"But all the while you were under a mistake concerning me," groaned Michael, feeling himself compelled to confession. "What if I were to tell you that I am a man who has robbed the fatherless and the widow?"
"I'd not believe it," returned his brother. "No, not if you said it with your own lips, Michael."
"But it is true," he cried. And then brokenly, confusedly, he told the story of how he had kept the bank-notes he had found in the professor's book.
There was silence for some moments when he had ceased. Then the sick man leaned forward and laid his wasted hand on his brother's.
"Oh, I am so sorry for you, Michael," he whispered. "I know what you must have suffered with that burden on your heart. We are fellow-sinners."
"But I am the worse," said Michael. "'The first shall be last,' the Bible says. In the pride of my heart I thought myself far above you; but you would never have done a thing like that. No, you have been a better man than I all along. It's bad to be profligate; but I do believe it is worse to have a hard, unloving, pharisaical heart."

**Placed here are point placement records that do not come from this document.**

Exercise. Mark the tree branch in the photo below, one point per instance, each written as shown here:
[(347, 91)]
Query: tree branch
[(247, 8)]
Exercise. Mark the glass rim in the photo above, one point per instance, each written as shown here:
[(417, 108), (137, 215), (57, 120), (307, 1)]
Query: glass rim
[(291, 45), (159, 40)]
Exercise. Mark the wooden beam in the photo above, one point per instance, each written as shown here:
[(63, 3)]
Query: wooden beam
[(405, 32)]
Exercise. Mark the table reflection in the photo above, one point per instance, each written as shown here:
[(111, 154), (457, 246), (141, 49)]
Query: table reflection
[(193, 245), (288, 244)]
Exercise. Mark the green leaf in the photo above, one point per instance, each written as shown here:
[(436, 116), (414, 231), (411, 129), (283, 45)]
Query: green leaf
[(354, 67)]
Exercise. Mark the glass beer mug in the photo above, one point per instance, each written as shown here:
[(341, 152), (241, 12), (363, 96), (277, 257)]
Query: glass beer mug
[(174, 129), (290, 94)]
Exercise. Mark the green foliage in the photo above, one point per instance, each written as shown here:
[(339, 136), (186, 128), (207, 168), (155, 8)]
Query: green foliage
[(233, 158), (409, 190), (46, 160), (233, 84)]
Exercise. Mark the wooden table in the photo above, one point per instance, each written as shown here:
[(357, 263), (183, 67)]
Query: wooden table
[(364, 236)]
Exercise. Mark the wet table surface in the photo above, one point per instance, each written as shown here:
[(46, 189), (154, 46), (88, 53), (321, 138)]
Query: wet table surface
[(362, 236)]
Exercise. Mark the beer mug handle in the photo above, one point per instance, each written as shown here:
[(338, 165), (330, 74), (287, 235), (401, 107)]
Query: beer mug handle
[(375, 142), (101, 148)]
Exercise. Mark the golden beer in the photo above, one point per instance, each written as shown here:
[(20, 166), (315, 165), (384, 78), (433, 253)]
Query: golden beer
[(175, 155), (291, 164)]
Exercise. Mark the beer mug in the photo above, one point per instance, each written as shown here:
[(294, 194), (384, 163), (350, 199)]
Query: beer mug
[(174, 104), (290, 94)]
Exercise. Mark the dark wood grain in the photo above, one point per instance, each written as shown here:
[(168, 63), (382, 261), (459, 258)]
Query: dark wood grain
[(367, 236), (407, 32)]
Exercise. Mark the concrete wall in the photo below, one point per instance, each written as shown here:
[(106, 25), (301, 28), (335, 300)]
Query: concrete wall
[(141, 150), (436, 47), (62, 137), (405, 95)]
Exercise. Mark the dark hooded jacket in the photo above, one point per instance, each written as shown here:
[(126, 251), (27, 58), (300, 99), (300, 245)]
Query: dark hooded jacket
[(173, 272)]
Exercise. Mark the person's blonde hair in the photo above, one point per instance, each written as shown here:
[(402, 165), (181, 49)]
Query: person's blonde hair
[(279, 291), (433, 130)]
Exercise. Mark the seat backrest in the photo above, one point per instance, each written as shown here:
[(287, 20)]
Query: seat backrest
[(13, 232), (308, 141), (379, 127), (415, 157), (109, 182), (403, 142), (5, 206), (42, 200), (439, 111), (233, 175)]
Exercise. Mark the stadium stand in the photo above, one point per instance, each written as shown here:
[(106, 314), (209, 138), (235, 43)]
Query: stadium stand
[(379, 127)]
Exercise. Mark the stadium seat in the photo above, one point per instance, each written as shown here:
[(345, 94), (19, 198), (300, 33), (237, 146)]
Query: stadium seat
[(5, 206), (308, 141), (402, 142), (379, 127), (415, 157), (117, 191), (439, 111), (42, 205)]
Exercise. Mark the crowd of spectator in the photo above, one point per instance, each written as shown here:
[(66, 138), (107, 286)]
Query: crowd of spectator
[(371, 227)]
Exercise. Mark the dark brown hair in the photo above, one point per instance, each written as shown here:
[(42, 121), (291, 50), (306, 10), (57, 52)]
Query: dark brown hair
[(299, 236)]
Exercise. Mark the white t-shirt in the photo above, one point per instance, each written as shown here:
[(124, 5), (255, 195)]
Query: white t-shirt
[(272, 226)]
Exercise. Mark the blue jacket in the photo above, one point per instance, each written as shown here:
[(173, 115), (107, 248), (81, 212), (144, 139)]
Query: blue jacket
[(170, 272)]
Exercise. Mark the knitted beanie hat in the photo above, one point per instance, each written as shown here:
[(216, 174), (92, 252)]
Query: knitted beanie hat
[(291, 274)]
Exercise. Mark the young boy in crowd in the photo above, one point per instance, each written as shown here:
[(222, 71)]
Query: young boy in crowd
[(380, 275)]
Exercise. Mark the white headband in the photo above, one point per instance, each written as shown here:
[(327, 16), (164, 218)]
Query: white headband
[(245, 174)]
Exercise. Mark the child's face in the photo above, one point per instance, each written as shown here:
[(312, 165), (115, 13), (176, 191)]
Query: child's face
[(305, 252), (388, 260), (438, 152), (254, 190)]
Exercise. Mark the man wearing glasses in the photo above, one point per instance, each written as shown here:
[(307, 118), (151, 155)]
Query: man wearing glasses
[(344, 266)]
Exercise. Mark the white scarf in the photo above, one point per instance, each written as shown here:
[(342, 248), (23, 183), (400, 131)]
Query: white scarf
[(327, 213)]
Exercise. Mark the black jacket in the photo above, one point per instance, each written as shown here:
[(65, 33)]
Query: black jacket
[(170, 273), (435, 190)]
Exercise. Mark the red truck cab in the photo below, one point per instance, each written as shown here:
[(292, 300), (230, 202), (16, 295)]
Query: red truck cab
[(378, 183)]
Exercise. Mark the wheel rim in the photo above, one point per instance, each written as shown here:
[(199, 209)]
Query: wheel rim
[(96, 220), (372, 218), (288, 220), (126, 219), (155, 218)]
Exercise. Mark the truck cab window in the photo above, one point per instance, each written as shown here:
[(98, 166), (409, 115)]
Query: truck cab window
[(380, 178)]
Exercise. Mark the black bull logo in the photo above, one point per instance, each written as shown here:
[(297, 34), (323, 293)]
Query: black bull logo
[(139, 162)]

"'If we confess our sins, He is faithful and just to forgive us our sins,'" said the minister; and, as they all kept silence, he began to pray aloud, expressing as he believed the desire of each heart as he besought the Divine Father to forgive and blot out the sins of the past.
And as he prayed, its burden fell from the spirit of Michael Betts; his proud, hard heart was broken, and became as the heart of a little child in its sorrow and contrition. It was the birth-hour of a new life to him.